The author concludes the text with a discussion of the killing of Yagan, which occurred some 400 km north at the Swan River Colony, and includes an image of that man's head. This hand-coloured aquatint portrait of Yagan by George Cruikshank was inserted as the frontispiece of the pamphlet. A letter from Pettigrew, detailing the results of a phrenological post mortem, was addressed to the author and appended as the last three pages.

==Background==
The view is from one of two large hills that straddle the township later named Albany, that nearest the entrance (Note: Later named Atatürk's entrance, for the opposing commander of the Anzac Forces at Gallipoli.) to Princess Royal Harbour.
Dale had brought Yagan's head to London, and had entered into an arrangement whereby Pettigrew was given the exclusive right to exhibit the head at his parties.

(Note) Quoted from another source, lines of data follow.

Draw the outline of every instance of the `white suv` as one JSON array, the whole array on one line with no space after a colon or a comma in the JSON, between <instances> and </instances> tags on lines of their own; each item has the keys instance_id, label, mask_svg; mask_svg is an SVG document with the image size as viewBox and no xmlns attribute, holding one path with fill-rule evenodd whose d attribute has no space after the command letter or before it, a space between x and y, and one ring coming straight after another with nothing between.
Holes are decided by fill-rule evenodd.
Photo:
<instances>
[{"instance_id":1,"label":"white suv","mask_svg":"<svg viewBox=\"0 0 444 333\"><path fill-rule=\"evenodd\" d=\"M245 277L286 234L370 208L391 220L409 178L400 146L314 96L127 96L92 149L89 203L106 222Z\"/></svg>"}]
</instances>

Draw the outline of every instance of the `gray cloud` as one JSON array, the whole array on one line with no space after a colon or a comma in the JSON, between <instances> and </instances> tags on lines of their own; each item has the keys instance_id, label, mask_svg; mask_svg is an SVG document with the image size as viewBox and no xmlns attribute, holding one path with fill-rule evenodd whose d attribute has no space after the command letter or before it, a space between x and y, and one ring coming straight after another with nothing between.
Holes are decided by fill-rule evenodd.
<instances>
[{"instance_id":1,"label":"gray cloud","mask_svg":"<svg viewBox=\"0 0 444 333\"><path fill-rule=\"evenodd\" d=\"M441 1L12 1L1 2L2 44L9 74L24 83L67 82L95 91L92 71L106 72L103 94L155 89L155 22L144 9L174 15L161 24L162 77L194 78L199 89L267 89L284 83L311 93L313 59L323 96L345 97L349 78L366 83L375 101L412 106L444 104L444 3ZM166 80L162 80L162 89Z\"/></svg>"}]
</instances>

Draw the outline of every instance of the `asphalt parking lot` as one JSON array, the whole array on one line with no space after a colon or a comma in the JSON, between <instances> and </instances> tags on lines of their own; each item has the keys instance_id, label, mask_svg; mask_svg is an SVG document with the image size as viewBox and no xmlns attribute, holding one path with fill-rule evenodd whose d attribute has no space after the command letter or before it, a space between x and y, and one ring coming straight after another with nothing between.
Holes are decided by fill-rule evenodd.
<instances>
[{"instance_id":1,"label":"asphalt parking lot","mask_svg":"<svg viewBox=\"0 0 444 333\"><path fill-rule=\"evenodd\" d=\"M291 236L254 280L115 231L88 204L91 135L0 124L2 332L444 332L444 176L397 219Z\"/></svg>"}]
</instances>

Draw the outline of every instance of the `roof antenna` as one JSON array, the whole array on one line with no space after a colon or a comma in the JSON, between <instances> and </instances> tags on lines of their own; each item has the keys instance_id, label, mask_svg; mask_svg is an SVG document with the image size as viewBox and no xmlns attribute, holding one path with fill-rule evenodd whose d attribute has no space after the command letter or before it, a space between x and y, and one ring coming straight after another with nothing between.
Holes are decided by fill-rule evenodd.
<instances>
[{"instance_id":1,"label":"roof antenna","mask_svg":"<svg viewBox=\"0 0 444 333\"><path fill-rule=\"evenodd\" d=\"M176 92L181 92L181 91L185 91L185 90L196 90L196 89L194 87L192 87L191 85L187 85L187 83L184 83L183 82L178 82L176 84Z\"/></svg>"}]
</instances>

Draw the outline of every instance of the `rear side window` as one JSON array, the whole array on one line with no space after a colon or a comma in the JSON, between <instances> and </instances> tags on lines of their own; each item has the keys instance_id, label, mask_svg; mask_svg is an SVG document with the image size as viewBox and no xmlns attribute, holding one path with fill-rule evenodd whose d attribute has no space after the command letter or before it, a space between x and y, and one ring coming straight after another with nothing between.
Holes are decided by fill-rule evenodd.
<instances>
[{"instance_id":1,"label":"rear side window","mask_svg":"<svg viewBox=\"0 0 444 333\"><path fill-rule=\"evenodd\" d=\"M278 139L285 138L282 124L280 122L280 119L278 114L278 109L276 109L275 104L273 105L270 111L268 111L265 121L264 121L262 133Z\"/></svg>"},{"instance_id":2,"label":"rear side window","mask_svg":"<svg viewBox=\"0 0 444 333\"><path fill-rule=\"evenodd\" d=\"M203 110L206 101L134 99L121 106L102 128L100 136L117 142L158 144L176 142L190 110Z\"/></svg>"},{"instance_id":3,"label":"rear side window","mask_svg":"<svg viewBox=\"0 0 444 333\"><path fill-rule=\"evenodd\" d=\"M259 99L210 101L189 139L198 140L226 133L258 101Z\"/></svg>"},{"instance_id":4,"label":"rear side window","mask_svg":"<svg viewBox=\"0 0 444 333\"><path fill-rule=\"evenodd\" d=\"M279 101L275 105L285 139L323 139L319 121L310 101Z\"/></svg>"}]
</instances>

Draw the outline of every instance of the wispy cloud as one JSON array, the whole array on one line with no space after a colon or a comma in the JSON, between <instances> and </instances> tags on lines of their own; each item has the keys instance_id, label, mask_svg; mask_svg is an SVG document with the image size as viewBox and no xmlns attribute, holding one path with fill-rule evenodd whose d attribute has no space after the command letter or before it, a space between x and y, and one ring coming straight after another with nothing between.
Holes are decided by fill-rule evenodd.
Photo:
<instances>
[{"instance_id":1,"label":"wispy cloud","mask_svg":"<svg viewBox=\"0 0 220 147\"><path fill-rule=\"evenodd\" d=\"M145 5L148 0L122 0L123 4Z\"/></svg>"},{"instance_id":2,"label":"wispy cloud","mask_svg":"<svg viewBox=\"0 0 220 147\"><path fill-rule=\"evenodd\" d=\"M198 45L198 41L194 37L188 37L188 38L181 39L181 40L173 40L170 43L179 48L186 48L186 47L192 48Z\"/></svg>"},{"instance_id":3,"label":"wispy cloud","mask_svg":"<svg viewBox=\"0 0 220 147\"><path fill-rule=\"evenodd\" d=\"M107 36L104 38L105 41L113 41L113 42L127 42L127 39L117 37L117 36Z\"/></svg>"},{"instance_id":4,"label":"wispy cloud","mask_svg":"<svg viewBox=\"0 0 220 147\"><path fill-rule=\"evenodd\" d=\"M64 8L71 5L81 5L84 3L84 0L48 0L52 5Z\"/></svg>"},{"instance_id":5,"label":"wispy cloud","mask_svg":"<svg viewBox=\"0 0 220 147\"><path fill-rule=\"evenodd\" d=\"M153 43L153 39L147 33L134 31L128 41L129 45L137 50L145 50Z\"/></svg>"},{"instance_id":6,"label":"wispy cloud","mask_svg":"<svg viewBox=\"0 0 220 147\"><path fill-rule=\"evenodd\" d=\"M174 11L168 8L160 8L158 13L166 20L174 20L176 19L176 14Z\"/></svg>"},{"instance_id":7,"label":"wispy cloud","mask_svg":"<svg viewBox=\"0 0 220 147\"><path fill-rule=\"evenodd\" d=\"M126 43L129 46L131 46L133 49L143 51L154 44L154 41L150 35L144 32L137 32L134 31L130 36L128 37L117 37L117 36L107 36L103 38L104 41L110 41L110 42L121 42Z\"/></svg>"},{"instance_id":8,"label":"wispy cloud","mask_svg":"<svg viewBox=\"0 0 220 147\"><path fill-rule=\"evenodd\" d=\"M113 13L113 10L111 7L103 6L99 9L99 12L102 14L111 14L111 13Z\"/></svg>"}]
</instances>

Pettigrew in turn displayed the head in front of a copy of Dale's panorama, and encouraged his guests to buy a panorama as a souvenir of their evening.

Thus, if Dale's panorama is intended to depict racial harmony, its purpose was contradicted by the accompanying pamphlet. It has been suggested that Dale included the information on Yagan in order to support his friend, Lieutenant-Governor Frederick Chidley Irwin, who had returned to London along with Dale in order to justify the killing of Yagan to his superiors.